В ушах шумело, и я с трудом могла различить свой голос. Тоска, окрасившись безысходностью, опустилась на плечи и надавила, делая каждое движение невероятно трудным, обременительным.

Где-то на задворках сознания я уже начала понимать, но нужно было услышать. Нужно было, чтобы Влад озвучил.

Как приговор. Вердикт, который не оспоришь.

– Мне было семнадцать, когда Тан пришел впервые. Глеб тогда был совсем мальчишкой, но гонор у него тогда уже вырос до необъятных размеров. Он пошел против колдуна один. Никто из атли не знал, да и почувствовать не мог – Станислав уже распустил племя, энергетические потоки оборвались и, хоть мы и жили вместе – те, кто остался – ощущать друг друга не могли. – Влад оттолкнулся от подоконника, подошел и присел рядом. Он действительно был подавлен – это сквозило и в усталой иронии, и в опущенных уголках губ, и в едва заметной морщинке, появившейся на лбу. Она всегда появлялась, когда он был расстроен и хмурился. – Это безрассудство чуть не стоило Глебу жизни. Но колдун тогда уже знал мои слабости.

Он криво улыбнулся, и я невольно сжала кулаки.

Кого я хотела защитить? Из-за чего злилась? Ненависть к Тану, как волна – в прилив накатывает и поглощает все на своем пути. А затем отступает, царапая душу, как берег, ракушками и мелкими камнями.

– Тан знал, что я не допущу смерти брата. И взамен заставил меня поклясться глубинным кеном...

– Поклясться, что примешь его в атли? – вырвалось у меня.

Влад посмотрел на меня, улыбнулся. От улыбки этой – циничной и злой – стало холодно. Настолько холодно, что невольно захотелось обнять себя за плечи. Но я боялась пошевелиться, продолжая, как завороженная, смотреть Владу в глаза.

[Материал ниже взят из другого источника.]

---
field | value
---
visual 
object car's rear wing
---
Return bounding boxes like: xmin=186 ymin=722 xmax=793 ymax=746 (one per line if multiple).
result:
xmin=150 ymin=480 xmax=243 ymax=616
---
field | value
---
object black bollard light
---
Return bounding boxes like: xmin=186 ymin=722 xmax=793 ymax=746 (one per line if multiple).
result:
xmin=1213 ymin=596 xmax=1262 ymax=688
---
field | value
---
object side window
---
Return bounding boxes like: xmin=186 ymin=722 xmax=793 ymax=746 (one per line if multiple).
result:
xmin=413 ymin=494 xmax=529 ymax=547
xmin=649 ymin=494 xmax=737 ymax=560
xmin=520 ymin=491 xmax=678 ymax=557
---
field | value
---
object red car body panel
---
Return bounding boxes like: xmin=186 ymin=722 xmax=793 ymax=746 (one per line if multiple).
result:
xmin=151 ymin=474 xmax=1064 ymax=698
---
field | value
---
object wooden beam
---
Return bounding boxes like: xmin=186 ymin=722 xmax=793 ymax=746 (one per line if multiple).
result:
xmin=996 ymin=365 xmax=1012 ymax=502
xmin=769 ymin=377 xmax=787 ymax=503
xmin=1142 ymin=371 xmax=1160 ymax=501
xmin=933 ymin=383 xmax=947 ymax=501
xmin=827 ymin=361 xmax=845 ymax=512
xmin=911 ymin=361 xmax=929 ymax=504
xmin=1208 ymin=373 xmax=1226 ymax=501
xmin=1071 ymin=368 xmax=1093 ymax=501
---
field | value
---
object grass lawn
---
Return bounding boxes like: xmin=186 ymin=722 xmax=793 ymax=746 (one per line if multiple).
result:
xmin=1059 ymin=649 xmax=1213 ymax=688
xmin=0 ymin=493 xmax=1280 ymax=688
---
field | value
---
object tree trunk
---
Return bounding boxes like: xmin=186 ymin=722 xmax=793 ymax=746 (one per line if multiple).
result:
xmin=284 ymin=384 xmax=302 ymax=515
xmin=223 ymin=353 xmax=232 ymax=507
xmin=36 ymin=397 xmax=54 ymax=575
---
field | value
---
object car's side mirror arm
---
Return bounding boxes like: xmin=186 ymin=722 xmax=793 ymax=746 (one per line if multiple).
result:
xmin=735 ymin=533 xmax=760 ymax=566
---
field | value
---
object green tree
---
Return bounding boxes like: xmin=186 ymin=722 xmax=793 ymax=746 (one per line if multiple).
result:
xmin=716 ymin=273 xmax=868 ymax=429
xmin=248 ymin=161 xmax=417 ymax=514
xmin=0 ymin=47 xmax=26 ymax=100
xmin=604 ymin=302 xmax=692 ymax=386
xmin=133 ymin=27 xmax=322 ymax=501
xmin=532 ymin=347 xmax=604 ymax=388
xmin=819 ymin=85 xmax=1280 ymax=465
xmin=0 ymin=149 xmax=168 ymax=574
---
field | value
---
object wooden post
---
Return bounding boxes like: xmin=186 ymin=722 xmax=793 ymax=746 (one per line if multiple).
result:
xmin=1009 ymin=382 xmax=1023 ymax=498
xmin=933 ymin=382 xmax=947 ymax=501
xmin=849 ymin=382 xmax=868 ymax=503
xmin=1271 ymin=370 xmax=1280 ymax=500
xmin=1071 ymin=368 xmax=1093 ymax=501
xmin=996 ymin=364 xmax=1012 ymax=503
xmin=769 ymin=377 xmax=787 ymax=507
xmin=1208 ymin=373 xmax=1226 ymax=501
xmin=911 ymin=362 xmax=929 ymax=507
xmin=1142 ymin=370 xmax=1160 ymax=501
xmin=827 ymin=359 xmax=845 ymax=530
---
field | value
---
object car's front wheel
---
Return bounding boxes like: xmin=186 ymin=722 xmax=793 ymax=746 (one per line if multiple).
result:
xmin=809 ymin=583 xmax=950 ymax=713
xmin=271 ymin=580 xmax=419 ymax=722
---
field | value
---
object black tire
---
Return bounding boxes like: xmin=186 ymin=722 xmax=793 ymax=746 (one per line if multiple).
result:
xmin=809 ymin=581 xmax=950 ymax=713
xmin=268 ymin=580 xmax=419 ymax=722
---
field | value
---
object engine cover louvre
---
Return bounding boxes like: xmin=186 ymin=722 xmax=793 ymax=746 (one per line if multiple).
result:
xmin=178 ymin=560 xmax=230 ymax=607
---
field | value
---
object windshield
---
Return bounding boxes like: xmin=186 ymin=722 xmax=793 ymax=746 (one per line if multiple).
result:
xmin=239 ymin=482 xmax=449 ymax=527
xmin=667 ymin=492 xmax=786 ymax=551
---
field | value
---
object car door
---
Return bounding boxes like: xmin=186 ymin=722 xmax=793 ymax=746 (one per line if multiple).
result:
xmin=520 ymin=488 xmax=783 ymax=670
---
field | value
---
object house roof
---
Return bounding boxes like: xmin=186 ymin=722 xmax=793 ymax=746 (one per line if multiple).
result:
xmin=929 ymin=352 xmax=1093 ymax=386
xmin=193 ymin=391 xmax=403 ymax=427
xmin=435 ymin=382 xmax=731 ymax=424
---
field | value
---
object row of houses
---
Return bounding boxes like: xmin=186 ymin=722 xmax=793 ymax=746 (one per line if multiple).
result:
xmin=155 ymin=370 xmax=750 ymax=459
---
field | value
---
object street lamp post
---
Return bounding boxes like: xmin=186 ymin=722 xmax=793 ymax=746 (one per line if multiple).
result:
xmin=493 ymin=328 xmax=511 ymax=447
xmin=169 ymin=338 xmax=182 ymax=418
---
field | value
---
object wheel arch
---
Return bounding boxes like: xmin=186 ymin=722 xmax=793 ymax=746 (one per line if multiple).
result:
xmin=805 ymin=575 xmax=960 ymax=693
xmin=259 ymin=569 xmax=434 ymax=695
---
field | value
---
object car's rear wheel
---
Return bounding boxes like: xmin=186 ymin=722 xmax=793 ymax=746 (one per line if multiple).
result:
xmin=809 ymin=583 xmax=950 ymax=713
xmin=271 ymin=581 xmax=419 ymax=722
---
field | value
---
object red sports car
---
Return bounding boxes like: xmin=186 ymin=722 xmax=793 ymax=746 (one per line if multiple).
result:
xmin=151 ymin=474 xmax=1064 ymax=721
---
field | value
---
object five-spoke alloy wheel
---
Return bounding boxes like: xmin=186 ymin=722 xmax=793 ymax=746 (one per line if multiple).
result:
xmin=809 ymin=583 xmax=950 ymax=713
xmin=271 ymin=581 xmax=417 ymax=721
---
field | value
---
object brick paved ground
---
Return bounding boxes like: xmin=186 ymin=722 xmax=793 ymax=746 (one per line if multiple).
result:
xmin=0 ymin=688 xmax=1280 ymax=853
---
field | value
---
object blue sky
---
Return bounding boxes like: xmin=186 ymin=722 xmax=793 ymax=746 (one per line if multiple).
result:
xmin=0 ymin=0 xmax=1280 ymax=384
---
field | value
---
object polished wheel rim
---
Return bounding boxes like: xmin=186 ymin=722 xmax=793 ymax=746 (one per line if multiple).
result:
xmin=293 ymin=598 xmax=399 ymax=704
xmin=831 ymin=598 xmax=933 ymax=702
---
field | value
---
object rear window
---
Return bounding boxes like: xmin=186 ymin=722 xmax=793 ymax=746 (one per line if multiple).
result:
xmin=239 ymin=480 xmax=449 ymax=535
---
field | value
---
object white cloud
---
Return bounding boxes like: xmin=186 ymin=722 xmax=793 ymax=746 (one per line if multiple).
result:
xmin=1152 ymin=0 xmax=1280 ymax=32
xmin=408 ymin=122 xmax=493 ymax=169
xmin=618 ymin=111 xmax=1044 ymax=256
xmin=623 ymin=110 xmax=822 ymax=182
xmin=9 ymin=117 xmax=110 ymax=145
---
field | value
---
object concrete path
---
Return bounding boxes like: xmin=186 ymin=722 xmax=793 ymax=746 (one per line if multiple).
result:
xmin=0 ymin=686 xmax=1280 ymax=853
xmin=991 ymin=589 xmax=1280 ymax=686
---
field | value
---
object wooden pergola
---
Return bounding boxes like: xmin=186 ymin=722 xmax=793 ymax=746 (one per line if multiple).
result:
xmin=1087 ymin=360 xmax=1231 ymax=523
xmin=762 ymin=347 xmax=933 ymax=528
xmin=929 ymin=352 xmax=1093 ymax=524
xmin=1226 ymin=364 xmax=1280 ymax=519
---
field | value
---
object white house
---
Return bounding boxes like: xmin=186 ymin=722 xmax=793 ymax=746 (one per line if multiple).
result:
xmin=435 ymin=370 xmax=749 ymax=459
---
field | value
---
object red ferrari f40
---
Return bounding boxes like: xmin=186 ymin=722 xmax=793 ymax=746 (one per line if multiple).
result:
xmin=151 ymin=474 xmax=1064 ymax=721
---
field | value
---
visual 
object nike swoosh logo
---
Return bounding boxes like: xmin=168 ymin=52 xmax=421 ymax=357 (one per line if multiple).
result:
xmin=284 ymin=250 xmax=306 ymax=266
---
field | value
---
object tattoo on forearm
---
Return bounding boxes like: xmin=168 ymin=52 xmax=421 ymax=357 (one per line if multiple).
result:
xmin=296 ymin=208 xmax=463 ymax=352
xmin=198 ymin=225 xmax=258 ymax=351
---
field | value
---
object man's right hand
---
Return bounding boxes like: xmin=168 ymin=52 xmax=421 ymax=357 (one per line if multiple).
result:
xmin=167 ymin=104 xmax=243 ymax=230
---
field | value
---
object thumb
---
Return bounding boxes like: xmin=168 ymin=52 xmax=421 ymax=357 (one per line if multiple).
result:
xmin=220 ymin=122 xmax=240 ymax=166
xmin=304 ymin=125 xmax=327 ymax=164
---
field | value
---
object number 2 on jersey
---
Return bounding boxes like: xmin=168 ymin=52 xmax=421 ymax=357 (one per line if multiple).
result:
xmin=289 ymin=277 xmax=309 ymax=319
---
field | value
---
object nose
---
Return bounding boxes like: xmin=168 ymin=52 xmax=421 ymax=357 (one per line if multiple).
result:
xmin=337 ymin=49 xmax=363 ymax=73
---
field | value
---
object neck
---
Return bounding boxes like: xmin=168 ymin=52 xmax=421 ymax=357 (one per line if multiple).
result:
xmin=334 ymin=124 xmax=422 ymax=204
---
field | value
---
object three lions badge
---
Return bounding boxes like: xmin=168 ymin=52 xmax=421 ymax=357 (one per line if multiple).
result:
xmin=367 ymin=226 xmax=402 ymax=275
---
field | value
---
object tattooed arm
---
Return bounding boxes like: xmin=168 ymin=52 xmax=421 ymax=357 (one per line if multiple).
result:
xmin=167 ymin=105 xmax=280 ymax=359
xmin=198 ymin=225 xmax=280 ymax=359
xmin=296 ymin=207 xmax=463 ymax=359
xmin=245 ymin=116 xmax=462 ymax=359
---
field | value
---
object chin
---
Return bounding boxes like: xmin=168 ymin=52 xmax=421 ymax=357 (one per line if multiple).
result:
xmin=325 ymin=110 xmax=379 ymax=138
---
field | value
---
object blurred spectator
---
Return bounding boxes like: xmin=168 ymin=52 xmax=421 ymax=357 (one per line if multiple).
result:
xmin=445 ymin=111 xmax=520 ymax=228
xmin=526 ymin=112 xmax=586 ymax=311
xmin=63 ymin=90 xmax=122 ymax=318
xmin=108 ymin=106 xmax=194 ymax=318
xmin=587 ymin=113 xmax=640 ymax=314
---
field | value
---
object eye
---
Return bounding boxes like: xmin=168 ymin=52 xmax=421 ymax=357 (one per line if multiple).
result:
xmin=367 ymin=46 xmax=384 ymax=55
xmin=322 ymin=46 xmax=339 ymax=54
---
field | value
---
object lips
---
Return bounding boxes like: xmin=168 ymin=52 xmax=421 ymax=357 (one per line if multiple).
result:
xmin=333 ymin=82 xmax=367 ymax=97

– Чернокнижники никогда не играют честно, пророчица, – ответил он. – Тан всегда говорит так, чтобы запутать. Чтобы ты думал, что все контролируешь. Хотя я уже тогда понимал, что это не так...

– Что он потребовал? – тихо спросила я. Все еще надеясь, что услышанное не окажется убийственным для меня известием.

– Тан сказал, что однажды на совете племени один из атли выступит против меня. Единственный голос в его защиту. Для меня тогда это казалось смешным и нелепым – мы ненавидели Тана. Все. Даже Станислав, который презирал меня, считал абсурдным связываться с Чернокнижником.

Я невольно зажала рот ладонью. Закусила губу от злости на себя саму.

Идиотка! Думала, какая-то мелочь, а теперь... Что теперь?

– Он обещал, что Глеб будет жить, если я изгоню этого атли из племени. Оставлю без защиты, отвергну и забуду. Я поклялся тогда, над телом умирающего брата. Ведь что значила жизнь предателя по сравнению с жизнью того, в чьих жилах текла моя кровь?

– Глеб не говорил мне... – глухо произнесла я. Замолчала. Весь разговор казался каким-то нереальным и нелогичным.

Почему я? Почему, черт возьми, всегда я?!

– Глеб не помнит. Да и ни к чему это... Особенно теперь. Я тогда так решил, а за свои поступки нужно отвечать.